Who is more likely to care about “true love”–a 7th grade girl or a 7th grade boy? I chose girl.

Wrong!

Second clue, page three. “It’s Friday afternoon, last period. Gym. Ms. Warner and I have done our high five.”

Who do I imagine giving a female gym teacher a high five every week? A girl.

Wrong!

Third clue, page four. “Mom’s always telling me to smile and hoping I’ll turn into a smiley person…”

In my experience, girls are always encouraged to smile and make nice. But no, this mom’s trying to turn her son into a smiley person.

Fourth clue, page five. “Mandy and Gabe are being careful not to stand too close because they secretly like each other.”

In my experience, 7th grade girls have radar that hone in on the finest points of who likes who while 7th grade guys are often clueless.

Wrong, again, apparently.

Fifth clue, page five. “The ball hits the floor between the feet of Dallas Llewellyn, who is standing right in front of me. My serve is what is called an epic fail, and some of the girls start doing the slow clap.”

Dallas doesn’t crack a humiliating joke like guys usually do to other guys. Dallas is silent. The girls  embarrass the protagonist.

So on page six when the author finally revealed the character’s name is Georges, pronounced like George, I realized how my misinterpretations had thrown me off.

Naturally, I couldn’t let this go, so I wrote a five question survey for a dozen 5th and 6th graders who I work with. One third were guys and the rest were girls. Their responses surprised me.

 Tomorrow: Kids weigh in!

Comments

  1. Great examples, Catherine. As you said, one of the perils of using first person. I can hardly wait to see what the kids had to say.

  2. The problem for me, and, I think, many of us who love stories, is that part of the excitement and involvement is visualizing along. We feel betrayed if we have been thinking of one setting and group of people (a gym class is typically girls or boys), and then are snatched away from our fictive dream. Andy Sherrod wrote a critical thesis about books and boys that stop reading. His conclusion after a study was that boys didn’t care about the gender of the protagonist (except for the pink covers), but about a character who is active and “goes forth,” often into uncharted geography. One of the activities as one starts a book is interpreting the clues and forming the story in our heads. The first person character can be ourselves in either gender, and that’s part of the delight of reading. I would be irritated, however, and feel misled to have Catherine’s experience. She was doing the reader’s job: interpreting clues. Too many red herrings on this critical issue distract from the story, and that is really breaking trust with the reader.

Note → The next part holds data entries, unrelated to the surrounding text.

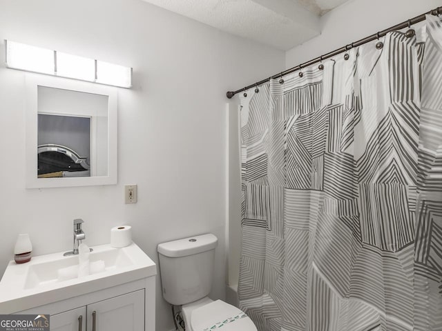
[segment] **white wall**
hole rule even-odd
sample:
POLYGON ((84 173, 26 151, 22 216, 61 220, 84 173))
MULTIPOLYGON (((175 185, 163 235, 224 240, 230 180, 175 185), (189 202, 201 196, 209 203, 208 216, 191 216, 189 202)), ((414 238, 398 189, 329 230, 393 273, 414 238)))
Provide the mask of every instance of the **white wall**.
POLYGON ((441 0, 350 0, 321 17, 319 36, 289 50, 286 68, 442 6, 441 0))
MULTIPOLYGON (((222 298, 225 92, 281 71, 284 52, 141 0, 0 0, 4 39, 133 66, 134 87, 118 91, 117 185, 26 190, 25 74, 0 65, 0 274, 18 233, 30 234, 36 255, 67 251, 81 217, 88 245, 128 223, 155 261, 158 243, 214 233, 212 294, 222 298), (124 204, 128 183, 138 184, 137 204, 124 204)), ((171 330, 157 283, 157 330, 171 330)))

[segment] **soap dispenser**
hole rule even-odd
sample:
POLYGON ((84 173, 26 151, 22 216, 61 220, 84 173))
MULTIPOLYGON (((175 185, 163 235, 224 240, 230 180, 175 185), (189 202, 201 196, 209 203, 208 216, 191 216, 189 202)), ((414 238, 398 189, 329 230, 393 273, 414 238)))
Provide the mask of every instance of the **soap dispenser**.
POLYGON ((21 233, 19 234, 14 248, 14 260, 17 263, 26 263, 30 261, 30 254, 32 252, 32 244, 29 239, 29 234, 21 233))

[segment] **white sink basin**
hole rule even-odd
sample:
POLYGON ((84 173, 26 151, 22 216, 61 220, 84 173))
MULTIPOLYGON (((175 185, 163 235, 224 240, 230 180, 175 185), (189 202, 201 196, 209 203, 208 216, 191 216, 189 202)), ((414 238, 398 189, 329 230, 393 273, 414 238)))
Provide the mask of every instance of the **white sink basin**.
POLYGON ((122 248, 93 247, 91 263, 102 260, 100 272, 59 280, 60 269, 78 265, 78 255, 64 252, 32 257, 27 263, 11 261, 0 281, 0 314, 10 314, 49 302, 97 291, 156 274, 155 263, 135 243, 122 248))

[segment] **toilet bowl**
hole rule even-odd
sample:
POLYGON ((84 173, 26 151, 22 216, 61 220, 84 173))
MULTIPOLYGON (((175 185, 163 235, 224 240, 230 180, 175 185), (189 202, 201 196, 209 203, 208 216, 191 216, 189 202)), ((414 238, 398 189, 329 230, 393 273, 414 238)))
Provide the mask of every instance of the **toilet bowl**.
POLYGON ((204 298, 183 305, 182 312, 186 331, 256 331, 246 314, 222 300, 204 298))
POLYGON ((217 243, 216 237, 206 234, 159 244, 163 297, 182 306, 186 331, 256 331, 239 308, 207 297, 217 243))

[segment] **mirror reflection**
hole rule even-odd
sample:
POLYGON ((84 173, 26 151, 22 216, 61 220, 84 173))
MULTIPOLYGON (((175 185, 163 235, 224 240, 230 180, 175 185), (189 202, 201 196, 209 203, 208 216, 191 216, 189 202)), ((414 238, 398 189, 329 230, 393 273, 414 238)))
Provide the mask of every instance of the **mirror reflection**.
POLYGON ((90 117, 38 114, 37 141, 39 178, 90 176, 90 117))
POLYGON ((108 96, 38 87, 38 178, 108 174, 108 96))

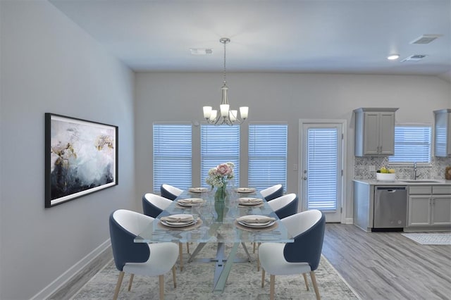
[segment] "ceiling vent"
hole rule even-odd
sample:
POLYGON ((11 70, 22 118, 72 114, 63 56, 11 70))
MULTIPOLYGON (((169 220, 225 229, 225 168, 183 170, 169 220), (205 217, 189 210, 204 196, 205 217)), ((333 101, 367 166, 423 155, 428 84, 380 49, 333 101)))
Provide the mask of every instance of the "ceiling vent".
POLYGON ((412 41, 410 44, 429 44, 438 37, 441 37, 443 35, 423 35, 420 37, 412 41))
POLYGON ((426 56, 427 56, 424 55, 424 54, 414 54, 414 55, 411 55, 410 56, 406 57, 402 61, 401 61, 401 62, 404 62, 404 61, 421 61, 421 59, 424 58, 426 56))
POLYGON ((210 48, 190 48, 190 51, 192 55, 206 55, 211 54, 213 49, 210 48))

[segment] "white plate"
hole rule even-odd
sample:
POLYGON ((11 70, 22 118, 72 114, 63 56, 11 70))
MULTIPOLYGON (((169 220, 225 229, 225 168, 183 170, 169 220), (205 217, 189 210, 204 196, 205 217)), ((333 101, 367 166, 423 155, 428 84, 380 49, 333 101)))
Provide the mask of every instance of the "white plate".
POLYGON ((238 187, 235 191, 238 193, 254 193, 257 189, 254 187, 238 187))
POLYGON ((180 199, 177 201, 177 204, 178 205, 181 205, 182 206, 191 207, 193 205, 200 205, 205 202, 205 201, 202 198, 187 198, 185 199, 180 199), (197 200, 196 202, 190 202, 189 200, 197 200))
POLYGON ((246 227, 250 227, 252 228, 264 228, 266 227, 272 226, 276 221, 268 221, 266 223, 247 223, 245 222, 238 221, 238 224, 246 227))
POLYGON ((254 206, 259 205, 263 203, 263 199, 260 199, 258 198, 240 198, 239 200, 240 205, 248 205, 248 206, 254 206), (247 201, 247 199, 257 199, 259 200, 259 201, 247 201))
POLYGON ((188 191, 192 193, 206 193, 209 191, 206 187, 190 187, 188 191))
POLYGON ((169 222, 169 221, 161 221, 161 224, 169 226, 169 227, 185 227, 190 226, 196 223, 194 220, 189 222, 189 223, 182 223, 182 222, 169 222))

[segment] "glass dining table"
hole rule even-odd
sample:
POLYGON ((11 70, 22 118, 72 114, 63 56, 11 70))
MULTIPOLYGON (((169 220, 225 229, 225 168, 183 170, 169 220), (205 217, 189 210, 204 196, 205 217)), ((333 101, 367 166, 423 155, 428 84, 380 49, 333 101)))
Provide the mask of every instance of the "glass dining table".
POLYGON ((240 189, 229 188, 226 198, 221 199, 215 199, 214 191, 197 192, 197 190, 204 192, 204 189, 190 189, 196 192, 185 191, 135 239, 135 242, 198 244, 188 263, 193 261, 215 262, 213 280, 213 291, 215 292, 223 291, 233 264, 242 262, 242 260, 240 261, 236 257, 240 245, 242 245, 247 255, 245 261, 252 261, 245 243, 294 241, 266 201, 254 189, 241 190, 245 192, 242 193, 237 192, 240 189), (255 205, 250 203, 257 199, 263 201, 255 205), (250 199, 249 203, 246 203, 248 199, 250 199), (187 205, 190 202, 191 204, 187 205), (181 205, 182 203, 183 205, 181 205), (178 214, 192 215, 197 222, 189 226, 174 227, 164 225, 165 223, 162 223, 162 218, 164 220, 164 217, 178 214), (274 218, 272 222, 273 224, 268 227, 254 227, 245 226, 237 220, 251 215, 256 218, 272 217, 274 218), (207 243, 217 245, 216 257, 197 258, 201 256, 201 250, 207 243), (231 245, 228 257, 225 254, 226 244, 231 245))

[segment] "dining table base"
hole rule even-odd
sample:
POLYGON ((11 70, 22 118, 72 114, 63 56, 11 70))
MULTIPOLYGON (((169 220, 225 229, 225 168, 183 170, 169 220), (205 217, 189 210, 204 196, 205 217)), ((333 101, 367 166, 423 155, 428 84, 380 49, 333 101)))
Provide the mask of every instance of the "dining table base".
MULTIPOLYGON (((194 261, 196 256, 199 254, 199 252, 200 252, 200 251, 206 244, 206 243, 199 243, 197 245, 194 251, 191 254, 191 256, 188 260, 188 263, 194 261)), ((224 290, 226 283, 227 282, 227 278, 228 277, 228 275, 230 274, 230 270, 232 269, 232 265, 233 265, 234 263, 252 262, 252 258, 247 251, 247 248, 246 247, 246 244, 244 242, 233 243, 233 246, 232 246, 228 257, 226 257, 225 249, 225 243, 218 242, 218 247, 216 249, 216 256, 215 258, 195 259, 195 261, 204 263, 214 261, 216 263, 214 268, 214 277, 213 279, 214 292, 221 293, 224 290), (242 245, 245 249, 245 252, 247 256, 247 258, 238 258, 236 257, 240 244, 242 245)))

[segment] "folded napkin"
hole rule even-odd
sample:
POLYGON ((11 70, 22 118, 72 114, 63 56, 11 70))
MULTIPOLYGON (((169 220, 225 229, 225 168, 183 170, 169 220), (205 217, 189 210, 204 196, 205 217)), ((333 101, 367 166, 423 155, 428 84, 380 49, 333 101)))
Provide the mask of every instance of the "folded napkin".
POLYGON ((268 217, 267 215, 243 215, 237 219, 238 222, 242 222, 247 224, 261 224, 267 223, 268 222, 275 221, 276 218, 268 217))
POLYGON ((187 198, 185 199, 180 199, 178 202, 183 204, 194 204, 204 202, 204 199, 202 198, 187 198))
POLYGON ((263 200, 258 198, 240 198, 240 204, 259 204, 263 202, 263 200))
POLYGON ((180 213, 178 215, 167 215, 166 217, 161 217, 160 220, 163 222, 188 223, 194 221, 194 218, 192 215, 189 215, 187 213, 180 213))
POLYGON ((208 189, 206 187, 190 187, 188 191, 194 192, 198 193, 208 192, 208 189))

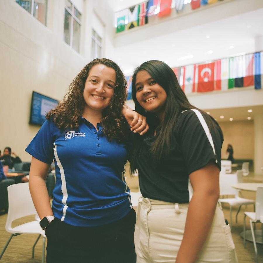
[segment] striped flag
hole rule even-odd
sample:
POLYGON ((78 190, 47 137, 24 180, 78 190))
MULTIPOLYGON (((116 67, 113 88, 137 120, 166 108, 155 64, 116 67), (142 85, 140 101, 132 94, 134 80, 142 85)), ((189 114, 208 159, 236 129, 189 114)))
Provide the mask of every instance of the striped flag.
POLYGON ((175 0, 175 8, 177 13, 184 8, 184 0, 175 0))
POLYGON ((161 17, 170 14, 172 0, 160 0, 160 11, 158 14, 158 17, 161 17))

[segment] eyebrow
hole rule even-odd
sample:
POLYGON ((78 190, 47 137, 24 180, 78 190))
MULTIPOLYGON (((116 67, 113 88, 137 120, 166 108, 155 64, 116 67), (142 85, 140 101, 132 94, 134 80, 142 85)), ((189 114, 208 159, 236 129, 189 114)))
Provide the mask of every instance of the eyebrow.
MULTIPOLYGON (((152 77, 149 78, 148 79, 147 79, 146 80, 146 81, 148 81, 149 80, 150 80, 151 79, 153 79, 153 78, 152 77)), ((139 85, 141 83, 140 82, 137 82, 137 83, 135 83, 135 86, 137 86, 137 85, 139 85)))

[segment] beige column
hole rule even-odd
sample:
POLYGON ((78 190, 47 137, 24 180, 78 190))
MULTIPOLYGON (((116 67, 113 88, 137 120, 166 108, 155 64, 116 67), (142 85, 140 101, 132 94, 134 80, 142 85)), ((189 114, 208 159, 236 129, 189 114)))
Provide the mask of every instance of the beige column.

    1. I totally agree with Andy about boys being open to active girl characters. Katniss Everdeen is a perfect example as is the heroine of the teen favorite, DIVERGENT.

  3. Whenever we go to a writer’s conference, editors talk about the importance of VOICE–how the voice is often what makes them choose one manuscript over another. So why does this problem exist when editors are so focused on voice?

    My sense is that the gender is clear in the writer’s head, so he or she isn’t considering what the reader needs to form the picture of the narrator. I can only guess that editors know the narrator’s sex before they read a manuscript, because they’ve read the inquiry or an agent has pitched the story to them. So an editor who reads with that knowledge is not going to be extra sensitive to the needs of a reader who does not know that the main character is a boy or girl beforehand.